Heritage Meat Birds

benjensen842

In the Brooder
10 Years
Feb 5, 2009
29
0
32
Indiana
What traditional meat bird for chicken roasting would you recommend? I want to raise something that's not bred for a feedlot that's dependent on grain. I'm looking for something that'd do well foraging, eating grass, food scraps, old bread. Any breeds that'd be good for this?
 

sandspoultry

Everybody loves a Turkey
11 Years
Feb 10, 2008
2,121
23
211
Eastern NC
We have Dark Cornish, Buff Orpington, RIR's, and Cuckoo Marans as our "main" meat birds. The Marans aren't a heritage bird in this country but they are great table birds.

I would have to say the DC's are the best foragers and most independent - they are on the flighty side though. A heavy solid chicken, they weigh more than they look like they should.

The Buff's are laid back, large, forage good - good sitters and mothers

RIR's also large, not as calm as buffs, same as buffs for forage, sitters, mothers.
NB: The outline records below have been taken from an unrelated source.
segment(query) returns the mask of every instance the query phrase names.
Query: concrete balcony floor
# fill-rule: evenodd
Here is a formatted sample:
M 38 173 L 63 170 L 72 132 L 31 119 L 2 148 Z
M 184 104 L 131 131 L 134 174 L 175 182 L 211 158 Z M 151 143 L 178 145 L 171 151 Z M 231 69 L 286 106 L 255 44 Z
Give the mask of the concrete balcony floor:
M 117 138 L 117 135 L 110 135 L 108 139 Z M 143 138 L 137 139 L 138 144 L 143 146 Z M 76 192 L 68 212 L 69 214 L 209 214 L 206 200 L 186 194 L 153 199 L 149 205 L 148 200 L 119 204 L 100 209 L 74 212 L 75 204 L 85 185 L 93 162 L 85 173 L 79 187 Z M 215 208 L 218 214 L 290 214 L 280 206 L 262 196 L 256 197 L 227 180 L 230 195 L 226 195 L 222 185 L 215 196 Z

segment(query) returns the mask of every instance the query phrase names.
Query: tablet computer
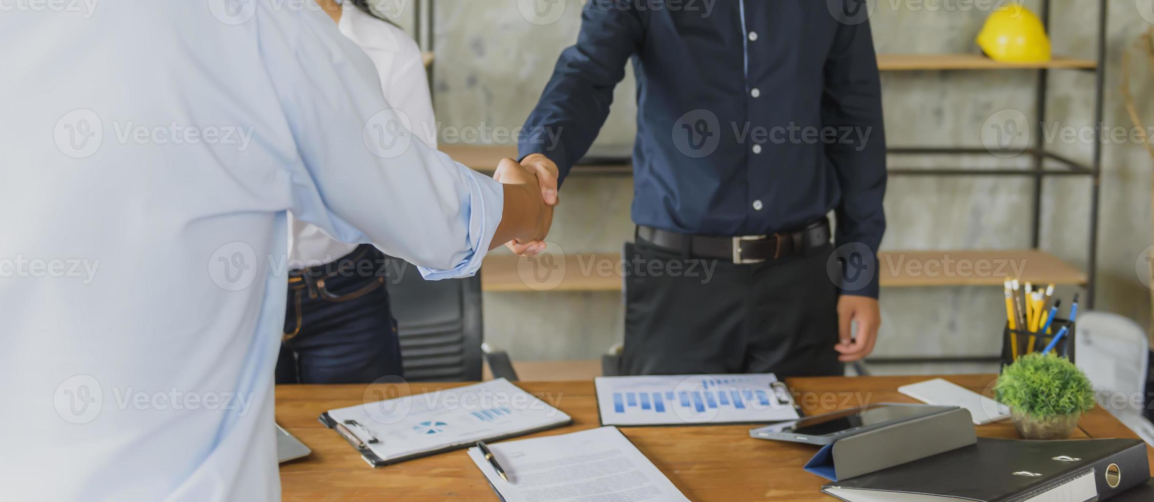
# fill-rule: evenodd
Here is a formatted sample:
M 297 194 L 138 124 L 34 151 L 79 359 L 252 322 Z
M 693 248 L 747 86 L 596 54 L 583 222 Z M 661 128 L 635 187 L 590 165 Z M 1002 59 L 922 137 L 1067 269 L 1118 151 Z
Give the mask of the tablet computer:
M 749 432 L 759 440 L 830 444 L 842 437 L 954 410 L 957 406 L 878 403 L 799 420 L 774 424 Z

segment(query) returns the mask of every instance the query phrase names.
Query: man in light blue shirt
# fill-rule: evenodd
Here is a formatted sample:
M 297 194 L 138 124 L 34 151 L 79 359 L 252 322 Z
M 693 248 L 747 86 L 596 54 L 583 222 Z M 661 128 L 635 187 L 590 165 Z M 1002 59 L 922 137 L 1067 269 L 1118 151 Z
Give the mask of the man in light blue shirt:
M 412 141 L 300 2 L 67 3 L 0 15 L 0 493 L 278 500 L 286 212 L 448 278 L 552 210 Z

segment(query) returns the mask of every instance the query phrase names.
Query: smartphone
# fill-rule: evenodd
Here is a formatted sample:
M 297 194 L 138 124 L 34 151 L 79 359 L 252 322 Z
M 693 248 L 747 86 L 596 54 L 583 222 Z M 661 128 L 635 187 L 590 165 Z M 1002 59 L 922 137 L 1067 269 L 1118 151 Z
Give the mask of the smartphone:
M 830 444 L 842 437 L 957 410 L 957 406 L 878 403 L 853 410 L 807 417 L 800 420 L 756 428 L 749 435 L 759 440 Z

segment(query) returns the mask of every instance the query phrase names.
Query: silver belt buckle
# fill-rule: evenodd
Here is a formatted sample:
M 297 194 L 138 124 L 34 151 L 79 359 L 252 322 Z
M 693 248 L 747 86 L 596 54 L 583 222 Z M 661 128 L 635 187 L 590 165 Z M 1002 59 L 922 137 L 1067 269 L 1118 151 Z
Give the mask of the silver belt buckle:
M 755 240 L 762 240 L 769 235 L 739 235 L 733 238 L 733 262 L 739 265 L 748 265 L 751 263 L 762 263 L 765 260 L 752 260 L 741 257 L 741 243 Z

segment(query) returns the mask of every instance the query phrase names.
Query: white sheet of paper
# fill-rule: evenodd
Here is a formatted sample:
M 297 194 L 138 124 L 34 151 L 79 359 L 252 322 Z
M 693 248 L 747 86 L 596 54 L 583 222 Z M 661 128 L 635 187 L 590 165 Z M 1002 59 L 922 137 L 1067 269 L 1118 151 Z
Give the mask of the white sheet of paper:
M 601 425 L 646 426 L 796 420 L 793 396 L 772 373 L 599 376 Z
M 368 428 L 380 441 L 368 447 L 384 460 L 570 421 L 563 411 L 505 379 L 330 410 L 329 417 Z M 349 429 L 368 442 L 364 430 Z
M 469 456 L 507 502 L 689 501 L 616 427 L 488 447 L 509 482 L 478 448 Z

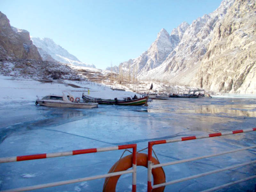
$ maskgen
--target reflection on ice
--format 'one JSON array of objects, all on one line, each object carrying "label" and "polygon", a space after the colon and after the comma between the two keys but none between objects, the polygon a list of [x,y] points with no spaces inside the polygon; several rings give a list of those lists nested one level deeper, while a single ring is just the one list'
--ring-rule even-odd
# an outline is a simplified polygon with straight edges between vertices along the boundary
[{"label": "reflection on ice", "polygon": [[[149,141],[252,128],[255,127],[255,101],[252,99],[174,98],[154,100],[148,108],[99,105],[90,110],[37,106],[34,102],[2,106],[0,157],[133,143],[137,144],[139,150],[146,148]],[[159,145],[154,149],[160,162],[166,162],[255,145],[256,134]],[[122,152],[0,164],[0,190],[105,174]],[[252,149],[164,169],[167,180],[170,180],[256,159],[255,150]],[[253,165],[200,178],[167,186],[165,191],[205,190],[255,174],[255,168]],[[147,174],[146,168],[138,168],[137,191],[146,190]],[[130,175],[121,177],[116,191],[129,191],[131,181]],[[104,179],[100,179],[38,191],[101,191]],[[254,184],[252,180],[225,191],[250,191]]]}]

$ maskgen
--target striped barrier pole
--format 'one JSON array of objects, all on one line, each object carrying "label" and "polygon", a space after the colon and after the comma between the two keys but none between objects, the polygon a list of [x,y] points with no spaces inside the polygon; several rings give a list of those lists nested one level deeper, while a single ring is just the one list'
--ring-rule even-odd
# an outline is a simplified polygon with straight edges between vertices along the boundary
[{"label": "striped barrier pole", "polygon": [[59,181],[54,183],[47,183],[42,185],[39,185],[34,186],[29,186],[24,188],[13,189],[4,191],[23,191],[25,190],[29,190],[42,188],[51,187],[58,186],[62,185],[73,183],[77,182],[81,182],[92,180],[97,179],[100,179],[106,177],[109,177],[115,175],[122,175],[127,173],[132,173],[132,192],[136,192],[136,170],[137,167],[137,160],[136,159],[136,153],[137,152],[137,144],[130,144],[118,145],[114,147],[92,148],[89,149],[85,149],[74,150],[69,151],[65,151],[59,152],[58,153],[43,153],[41,154],[36,154],[29,155],[19,156],[13,157],[7,157],[0,158],[0,163],[14,162],[15,161],[28,161],[35,159],[44,159],[57,157],[61,157],[72,155],[76,155],[82,154],[87,153],[97,153],[98,152],[102,152],[109,151],[115,150],[119,150],[121,149],[126,149],[128,148],[132,148],[132,169],[131,170],[127,170],[123,172],[118,172],[108,173],[105,175],[94,176],[91,177],[80,178],[72,180]]},{"label": "striped barrier pole", "polygon": [[[41,154],[36,154],[29,155],[19,156],[7,157],[0,158],[0,163],[13,162],[14,161],[28,161],[40,159],[45,159],[52,157],[56,157],[72,155],[76,155],[87,153],[92,153],[98,152],[102,152],[108,151],[113,151],[120,149],[126,149],[131,148],[137,148],[136,144],[130,144],[123,145],[118,145],[114,147],[111,147],[103,148],[92,148],[74,150],[69,151],[59,152],[58,153],[42,153]],[[134,150],[134,149],[133,150]],[[135,157],[136,158],[136,157]]]},{"label": "striped barrier pole", "polygon": [[198,135],[197,136],[189,136],[184,137],[181,137],[177,139],[164,140],[157,141],[149,141],[148,143],[148,192],[151,192],[152,189],[151,183],[151,173],[152,170],[152,148],[154,145],[164,144],[168,143],[172,143],[178,141],[183,141],[190,140],[208,138],[214,137],[219,137],[223,135],[232,135],[236,133],[242,133],[254,131],[256,131],[256,127],[250,128],[245,129],[236,130],[233,131],[228,131],[224,132],[211,133]]}]

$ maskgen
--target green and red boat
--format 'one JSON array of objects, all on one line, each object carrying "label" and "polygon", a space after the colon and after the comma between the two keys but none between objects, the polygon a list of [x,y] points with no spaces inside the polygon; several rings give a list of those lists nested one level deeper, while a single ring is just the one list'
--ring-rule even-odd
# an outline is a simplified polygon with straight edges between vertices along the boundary
[{"label": "green and red boat", "polygon": [[101,98],[95,98],[87,95],[83,93],[82,98],[84,101],[94,101],[99,104],[106,105],[147,105],[148,97],[147,96],[137,99],[131,98],[130,97],[124,98],[123,100],[117,99],[115,98],[114,100],[104,99]]}]

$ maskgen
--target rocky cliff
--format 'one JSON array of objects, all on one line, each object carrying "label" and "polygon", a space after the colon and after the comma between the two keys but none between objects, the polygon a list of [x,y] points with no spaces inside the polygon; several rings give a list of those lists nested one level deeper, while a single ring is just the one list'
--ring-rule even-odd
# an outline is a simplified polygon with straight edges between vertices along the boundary
[{"label": "rocky cliff", "polygon": [[0,58],[42,60],[28,31],[11,27],[6,16],[1,12]]},{"label": "rocky cliff", "polygon": [[[147,52],[119,68],[137,65],[139,77],[143,80],[255,94],[256,2],[223,0],[215,11],[186,25],[184,30],[174,29],[168,44],[156,43],[158,35]],[[168,37],[164,34],[161,36]],[[169,55],[159,57],[164,55],[158,53],[163,50]]]},{"label": "rocky cliff", "polygon": [[214,28],[221,22],[232,3],[232,1],[224,1],[211,14],[194,20],[161,65],[151,71],[141,72],[139,77],[160,81],[164,79],[173,84],[190,85],[213,36]]},{"label": "rocky cliff", "polygon": [[256,2],[236,0],[214,36],[193,85],[215,91],[256,93]]},{"label": "rocky cliff", "polygon": [[136,59],[121,63],[120,66],[125,71],[129,68],[136,68],[139,74],[157,67],[177,46],[189,25],[186,22],[183,23],[174,29],[170,35],[165,29],[162,29],[147,51]]}]

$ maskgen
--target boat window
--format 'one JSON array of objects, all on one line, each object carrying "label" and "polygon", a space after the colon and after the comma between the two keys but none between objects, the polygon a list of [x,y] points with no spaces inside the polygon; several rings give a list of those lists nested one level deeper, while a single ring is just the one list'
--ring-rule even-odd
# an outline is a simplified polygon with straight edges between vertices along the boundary
[{"label": "boat window", "polygon": [[58,96],[51,96],[51,99],[52,100],[63,100],[62,97],[58,97]]},{"label": "boat window", "polygon": [[42,99],[42,100],[49,100],[49,99],[50,99],[50,96],[45,96],[43,97]]}]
There are alot of other breeds out there as well, I'm sure others will chime in.

Steve in NC
 

brandywine

Songster
11 Years
Jul 9, 2008
381
6
131
Western PA
If you want hens for laying and cockerels for the table, get straight run Delawares. Nice big-bodied bird, great layers, nice temperaments, and good foragers.
 

lisahaschickens

Songster
10 Years
Feb 25, 2009
1,018
23
161
Vancouver, WA
I second the Buff Orpingtons and Cuckoo Marans (or, really... Orpingtons and Marans of any color). I am new to chickens, but I got those breeds partially because they are supposed to be good dual-purpose breeds... layers and meat birds.
 

Ridgerunner

Free Ranging
11 Years
Feb 2, 2009
25,000
13,958
727
Southeast Louisiana
I was also going to say Delawares. They were meat birds before the cornish crosses took over, probably because the dress out prettier since they are white birds. No dark pin feathers.
 

MoodyChicken

Songster
10 Years
Feb 15, 2009
1,869
25
181
Northern California
Indian Games... big as Cornish but they're "wild smart." Hard to come by though. I've heard they taste delicious too. LF or bantam Cornish are good too. The bantams are surprisingly good layers of large eggs.
 

lisahaschickens

Songster
10 Years
Feb 25, 2009
1,018
23
161
Vancouver, WA
My reading on the topic has said for heritage breeds it takes about twice as long as the cornish-rock cross, so about 16 weeks, sometimes a little longer. Tastes so much better, though, and you're helping to keep heritage breeds around by creating demand
 

dancingbear

Songster
11 Years
Aug 2, 2008
2,836
38
191
South Central KY
If you don't plan on feeding them a high protein starter, they'll take a very long time to grow out.

If you do supplement the foraging with a high protein feed, you could get some good table birds in 16-20 weeks. Even 3 or 4 weeks with a high protein feed will do wonders for the size. The longer you go past 12 weeks, the less tender they'll be, but low-temp roasting for a long time, will still make a nice, tender bird, especially if you marinate in buttermilk first, and use something like a clay chicken cooker to roast them in.

If they turn out really tough, you can always cook them in a crock-pot or a pressure cooker.
 

benjensen842

In the Brooder
10 Years
Feb 5, 2009
29
0
32
Indiana
So best to start them for the first few weeks with a high protein starter, you want them to get to slaughter weight in 12 weeks since you compromise their tenderness...so it'd be good to give a grain supplement as a compromise?